Joe Mauer of the Twins and Yadier Molina of the Cardinals lead all players in the bigs for the longest active tenures with one team at 14 seasons.

… Delta Airlines passengers wearing Mets apparel and flying out of any New York airport over the next week and a half will receive free priority boarding.

… MLB umpires are wearing an “RG” sleeve patch honoring former A.L. umpire Russell Goetz who passed away this spring; Goetz officiated in 2,384 regular-season games and worked two All-Star Games, four ALCS and two World Series while ejecting 54 players, managers and coaches and wearing sleeve number 5 (currently worn by ump Dale Scott).

… According to the Elias Sports Bureau, the Reds had the youngest Opening Day roster with an average age of 26.4 while the Blue Jays had the oldest at 30.7.

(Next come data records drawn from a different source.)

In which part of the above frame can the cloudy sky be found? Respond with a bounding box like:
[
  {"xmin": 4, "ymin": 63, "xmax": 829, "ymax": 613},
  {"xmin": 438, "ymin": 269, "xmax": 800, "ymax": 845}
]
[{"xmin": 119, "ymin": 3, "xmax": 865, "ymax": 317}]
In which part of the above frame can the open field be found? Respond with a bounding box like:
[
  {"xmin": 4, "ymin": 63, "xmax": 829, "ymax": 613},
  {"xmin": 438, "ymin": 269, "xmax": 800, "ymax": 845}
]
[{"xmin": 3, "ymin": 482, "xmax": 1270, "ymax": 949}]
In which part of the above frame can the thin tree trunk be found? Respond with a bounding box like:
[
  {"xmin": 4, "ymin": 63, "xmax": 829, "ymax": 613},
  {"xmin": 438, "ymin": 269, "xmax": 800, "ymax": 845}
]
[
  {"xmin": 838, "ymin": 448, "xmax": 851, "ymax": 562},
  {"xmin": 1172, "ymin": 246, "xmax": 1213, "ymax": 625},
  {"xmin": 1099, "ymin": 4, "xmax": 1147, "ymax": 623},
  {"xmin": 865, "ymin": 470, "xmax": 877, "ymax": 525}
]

… Last season, 28,067 shifts were recorded on balls put into play according to Baseball Info Solutions; that’s nearly a third of the total balls put into play.

Through Thursday, Buck Showalter needed just three more wins with the Orioles to pass Jimmy McAleer for second most managerial wins in Browns-Orioles franchise history; McAleer had 551 wins as the Browns skipper from 1902 to 1908 while the peerless Earl Weaver tops the list with 1,480 victories with the O’s.

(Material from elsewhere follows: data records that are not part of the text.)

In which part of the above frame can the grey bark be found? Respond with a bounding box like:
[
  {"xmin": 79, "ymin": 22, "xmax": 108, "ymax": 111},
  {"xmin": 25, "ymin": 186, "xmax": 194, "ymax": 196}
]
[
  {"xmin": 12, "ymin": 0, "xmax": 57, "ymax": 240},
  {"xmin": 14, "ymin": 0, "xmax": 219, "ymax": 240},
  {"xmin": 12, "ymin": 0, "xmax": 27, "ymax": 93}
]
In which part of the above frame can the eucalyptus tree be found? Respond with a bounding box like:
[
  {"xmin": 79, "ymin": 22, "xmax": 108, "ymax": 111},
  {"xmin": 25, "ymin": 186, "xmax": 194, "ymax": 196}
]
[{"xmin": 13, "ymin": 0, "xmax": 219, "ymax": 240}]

… Last season, with the exception of Jackie Robinson‘s universally retired number 42, every number from 00 to 79 was worn by at least one player in the bigs; this season, two players are wearing number 99 (outfielder Aaron Judge of the Yankees and pitcher Hyun-Jin Ryu of the Dodgers).

… Sharp-eyed SABR member Bill Deane notes that Mark Teixeira, who retired after last season, finished his career with 1,862 hits in 1,862 games played; the major-leaguer with the most hits in an equal number of games played is Luis Gonzalez with 2,591 knocks in 2,591 contests.

… Outfielder Nomar Mazara of the Rangers became the 10th big-leaguer in the 21st century to collect multiple hits in his team’s first game of a season at age of 21 or younger.

… The youngest position player on Opening Day rosters was Padres catcher Luis Torrens at 20 years and 336 days of age while the youngest pitcher was German Marquez of the Rockies at 22 years and 40 days; the oldest position player was Ichiro Suzuki of the Marlins at 43 years and 163 days and the oldest pitcher was Braves starter Bartolo Colon at 43 years and 314 days.

… The Giants haven’t won a World Series during the administration of a Republican President since 1954.